On Tue, Nov 18, 2025 at 04:54:31PM -0500, Zi Yan wrote:
> On 18 Nov 2025, at 14:26, Jiaqi Yan wrote:
> 
> > On Tue, Nov 18, 2025 at 2:20 AM Harry Yoo <harry.yoo@oracle.com> wrote:
> >>
> >> On Mon, Nov 17, 2025 at 10:24:27PM -0800, Jiaqi Yan wrote:
> >>> On Mon, Nov 17, 2025 at 5:43 AM Matthew Wilcox <willy@infradead.org> wrote:
> >>>>
> >>>> On Mon, Nov 17, 2025 at 12:15:23PM +0900, Harry Yoo wrote:
> >>>>> On Sun, Nov 16, 2025 at 11:51:14AM +0000, Matthew Wilcox wrote:
> >>>>>> But since we're only doing this on free, we won't need to do folio
> >>>>>> allocations at all; we'll just be able to release the good pages to the
> >>>>>> page allocator and sequester the hwpoison pages.
> >>>>>
> >>>>> [+Cc PAGE ALLOCATOR folks]
> >>>>>
> >>>>> So we need an interface to free only healthy portion of a hwpoison folio.
> >>>
> >>> +1, with some of my own thoughts below.
> >>>
> >>>>>
> >>>>> I think a proper approach to this should be to "free a hwpoison folio
> >>>>> just like freeing a normal folio via folio_put() or free_frozen_pages(),
> >>>>> then the page allocator will add only healthy pages to the freelist and
> >>>>> isolate the hwpoison pages". Oherwise we'll end up open coding a lot,
> >>>>> which is too fragile.
> >>>>
> >>>> Yes, I think it should be handled by the page allocator.  There may be
> >>>
> >>> I agree with Matthew, Harry, and David.

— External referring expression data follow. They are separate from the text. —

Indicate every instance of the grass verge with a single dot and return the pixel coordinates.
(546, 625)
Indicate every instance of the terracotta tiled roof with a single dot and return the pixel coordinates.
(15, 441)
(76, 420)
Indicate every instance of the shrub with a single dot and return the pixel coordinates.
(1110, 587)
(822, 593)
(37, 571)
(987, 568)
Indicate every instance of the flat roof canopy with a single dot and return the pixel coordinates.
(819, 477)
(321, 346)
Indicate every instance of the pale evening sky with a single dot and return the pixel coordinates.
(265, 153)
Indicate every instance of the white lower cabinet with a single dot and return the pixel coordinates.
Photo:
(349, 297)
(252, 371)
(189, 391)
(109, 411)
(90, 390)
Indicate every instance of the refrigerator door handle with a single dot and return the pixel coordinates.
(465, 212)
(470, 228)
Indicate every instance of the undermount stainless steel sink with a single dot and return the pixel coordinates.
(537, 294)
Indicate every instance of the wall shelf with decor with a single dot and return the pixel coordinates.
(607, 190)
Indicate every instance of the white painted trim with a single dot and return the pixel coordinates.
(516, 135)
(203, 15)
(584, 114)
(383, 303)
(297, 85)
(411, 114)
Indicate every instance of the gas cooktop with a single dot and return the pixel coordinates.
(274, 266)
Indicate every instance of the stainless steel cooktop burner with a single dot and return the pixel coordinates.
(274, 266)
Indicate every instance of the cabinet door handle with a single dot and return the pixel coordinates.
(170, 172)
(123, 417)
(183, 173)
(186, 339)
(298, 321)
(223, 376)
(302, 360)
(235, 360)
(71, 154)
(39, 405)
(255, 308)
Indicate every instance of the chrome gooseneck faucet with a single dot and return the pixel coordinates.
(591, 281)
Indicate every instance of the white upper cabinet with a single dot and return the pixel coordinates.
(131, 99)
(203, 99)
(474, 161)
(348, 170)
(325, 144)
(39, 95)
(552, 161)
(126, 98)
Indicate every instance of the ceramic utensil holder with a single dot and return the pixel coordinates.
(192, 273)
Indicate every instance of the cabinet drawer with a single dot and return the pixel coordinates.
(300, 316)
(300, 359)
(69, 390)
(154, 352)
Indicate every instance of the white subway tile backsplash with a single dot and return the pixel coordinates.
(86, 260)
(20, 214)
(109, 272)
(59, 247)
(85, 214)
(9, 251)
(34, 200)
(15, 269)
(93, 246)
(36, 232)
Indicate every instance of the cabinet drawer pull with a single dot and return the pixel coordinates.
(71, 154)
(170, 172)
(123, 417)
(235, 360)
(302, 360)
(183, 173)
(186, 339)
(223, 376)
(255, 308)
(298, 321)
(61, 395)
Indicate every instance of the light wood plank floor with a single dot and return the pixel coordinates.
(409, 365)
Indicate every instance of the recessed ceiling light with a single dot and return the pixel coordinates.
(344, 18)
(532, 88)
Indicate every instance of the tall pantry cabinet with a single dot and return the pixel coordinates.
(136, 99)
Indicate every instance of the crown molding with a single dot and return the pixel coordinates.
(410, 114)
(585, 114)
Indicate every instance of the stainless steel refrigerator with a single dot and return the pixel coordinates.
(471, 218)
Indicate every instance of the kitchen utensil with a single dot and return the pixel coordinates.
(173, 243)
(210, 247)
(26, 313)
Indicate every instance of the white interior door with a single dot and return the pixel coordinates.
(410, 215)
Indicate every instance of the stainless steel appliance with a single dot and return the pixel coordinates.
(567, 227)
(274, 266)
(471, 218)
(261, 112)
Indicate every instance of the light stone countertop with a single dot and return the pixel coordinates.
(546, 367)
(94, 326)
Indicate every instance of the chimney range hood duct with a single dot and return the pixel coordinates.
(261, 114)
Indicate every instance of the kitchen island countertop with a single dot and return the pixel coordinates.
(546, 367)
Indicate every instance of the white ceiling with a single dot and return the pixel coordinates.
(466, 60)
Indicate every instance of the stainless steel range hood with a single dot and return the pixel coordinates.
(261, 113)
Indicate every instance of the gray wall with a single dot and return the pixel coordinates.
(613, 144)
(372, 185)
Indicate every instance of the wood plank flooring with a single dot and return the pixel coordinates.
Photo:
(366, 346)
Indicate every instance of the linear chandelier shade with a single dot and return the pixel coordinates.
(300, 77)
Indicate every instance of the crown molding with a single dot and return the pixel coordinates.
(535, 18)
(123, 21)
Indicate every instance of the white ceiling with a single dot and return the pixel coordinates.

The page allocator seems best
> >>> suited to handle HWPoison subpages without any new folio allocations.
> >>
> >> Sorry I should have been clearer. I don't think adding an **explicit**
> >> interface to free an hwpoison folio is worth; instead implicitly
> >> handling during freeing of a folio seems more feasible.
> >
> > That's fine with me, just more to be taken care of by page allocator.
> >
> >>
> >>>> some complexity to this that I've missed, eg if hugetlb wants to retain
> >>>> the good 2MB chunks of a 1GB allocation.  I'm not sure that's a useful
> >>>> thing to do or not.
> >>>>
> >>>>> In fact, that can be done by teaching free_pages_prepare() how to handle
> >>>>> the case where one or more subpages of a folio are hwpoison pages.
> >>>>>
> >>>>> How this should be implemented in the page allocator in memdescs world?
> >>>>> Hmm, we'll want to do some kind of non-uniform split, without actually
> >>>>> splitting the folio but allocating struct buddy?
> >>>>
> >>>> Let me sketch that out, realising that it's subject to change.
> >>>>
> >>>> A page in buddy state can't need a memdesc allocated.  Otherwise we're
> >>>> allocating memory to free memory, and that way lies madness.  We can't
> >>>> do the hack of "embed struct buddy in the page that we're freeing"
> >>>> because HIGHMEM.  So we'll never shrink struct page smaller than struct
> >>>> buddy (which is fine because I've laid out how to get to a 64 bit struct
> >>>> buddy, and we're probably two years from getting there anyway).
> >>>>
> >>>> My design for handling hwpoison is that we do allocate a struct hwpoison
> >>>> for a page.  It looks like this (for now, in my head):
> >>>>
> >>>> struct hwpoison {
> >>>>         memdesc_t original;
> >>>>         ... other things ...
> >>>> };
> >>>>
> >>>> So we can replace the memdesc in a page with a hwpoison memdesc when we
> >>>> encounter the error.  We still need a folio flag to indicate that "this
> >>>> folio contains a page with hwpoison".  I haven't put much thought yet
> >>>> into interaction with HUGETLB_PAGE_OPTIMIZE_VMEMMAP; maybe "other things"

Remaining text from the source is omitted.